Chapter Text
Para Manon Blackbeak la vida después de la guerra contra Erawan había sido un desafío constante. Primero estaba el tema de reconstruir un reino que llevaba desaparecido por quinientos años; dentro de esto, estaban las constantes riñas y tensiones entre las brujas, ya que las Crochans seguían siendo reacias a aceptar la convivencia con las Ironteeth, eran reacias a aceptar que ya no eran enemigas, Manon hizo esfuerzos monumentales para acercarlas las unas a las otras y para su fortuna, poco a poco fueron aceptándose. Petrah y Bronwen fueron de gran ayuda, al principio se odiaban a muerte, pero Manon las nombro como las líderes de sus respectivos clanes y las obligo a trabajar juntas, si ellas podían hacer eso, entonces las demás brujas podrían. Cuando ese aspecto llego a una relativa solución, la reconstrucción del reino se arregló por sí misma.
También estaba el tema de Dorian, Manon aun sentía algo por él, incluso después de haber estado dos años separados. Ella decidió que debía volver a hablar con él para conseguir ayuda en su intento de reconstruir su patria, Dorian la había aceptado con la típica cortesía entre monarcas, Manon había sospechado que ya no sentía nada por ella, no se sorprendería de encontrarlo con una esposa, pero él nunca dijo nada de ese asunto. Se manejaron en esa cortesía fría durante un año, hasta que Manon le pregunto porque no estaba casado todavía.
- Solo tengo interés en una mujer - había dicho, sonriéndole - cierta bruja de cabello plateado y ojos dorados.

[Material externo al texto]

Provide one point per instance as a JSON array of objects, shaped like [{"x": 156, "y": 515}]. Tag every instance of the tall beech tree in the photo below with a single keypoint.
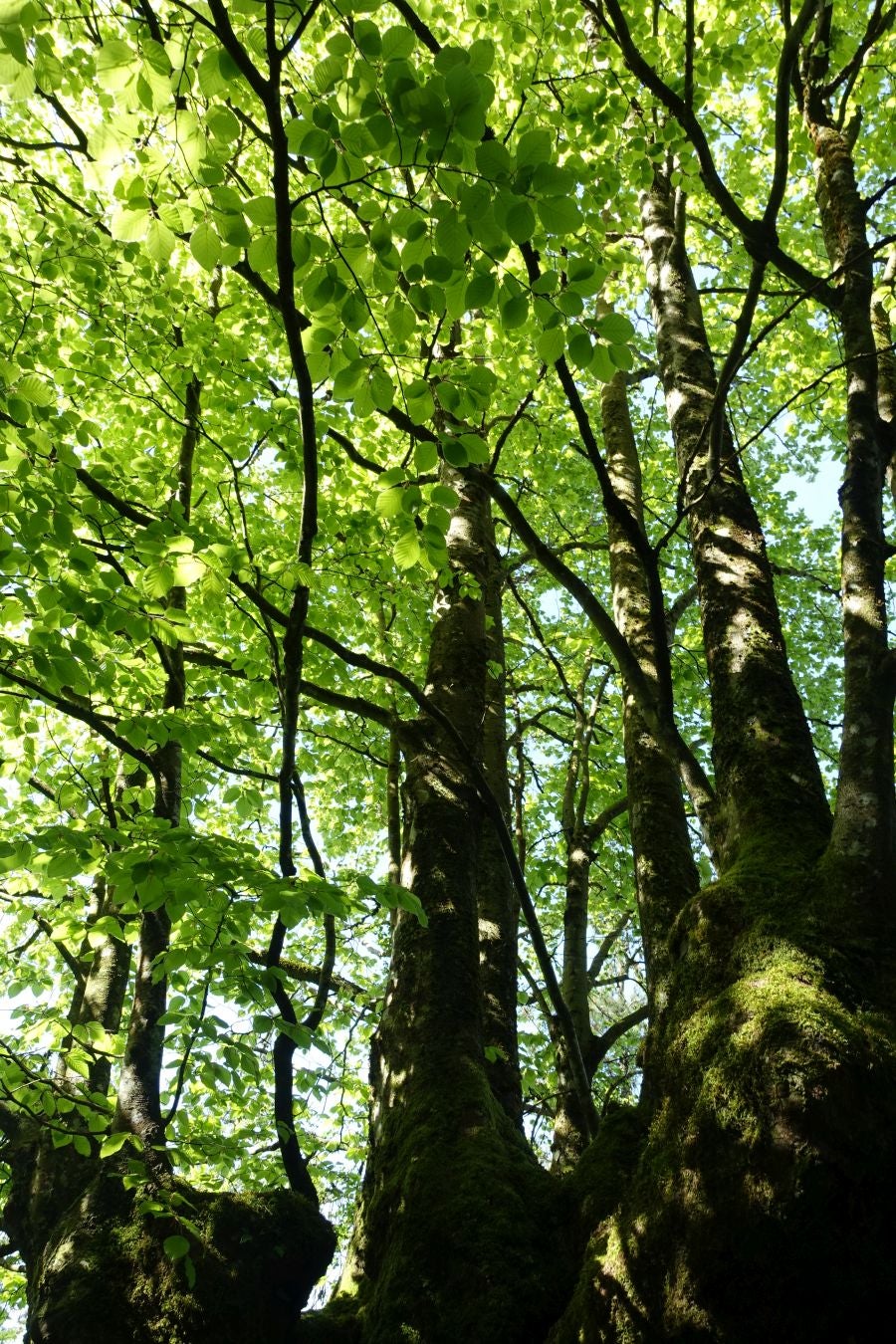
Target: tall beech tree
[{"x": 450, "y": 829}]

Después de eso todo ocurrió en una sucesión tan rápida que Manon apenas registro el paso del tiempo, en cuestión de seis meses ya estaban comprometidos, al año siguiente se casaron y Manon fue coronada oficialmente como la reina consorte de Adarlan, ella había aceptado a regañadientes usar un vestido de novia durante su boda, gracias a las protestas de Elide y Aelin, quienes ansiaban verla en uno de los vestidos tradicionales, sin embargo Elide se encargó de hacerle ajustes, acentuando su vestido con listones rojos y dorados. Cuando termino se sintió muy orgullosa de su obra y cuando Manon se miró en el espejo debía admitir que se veía casi radiante.
- Te ves increíble – murmuro Elide pero frunció el ceño – mejor que yo cuando me case.
Manon le había mirado fijamente.
- Espero que ese macho te esté tratando bien.
- Lo hace – Elide se había puesto radiante – me trata como una reina, a mí y a nuestra hija.
- ¿Cuántos años tiene ahora? ¿Dos?
- Dos y medio, la pequeña Marion es un ángel, deberías visitarnos algún día.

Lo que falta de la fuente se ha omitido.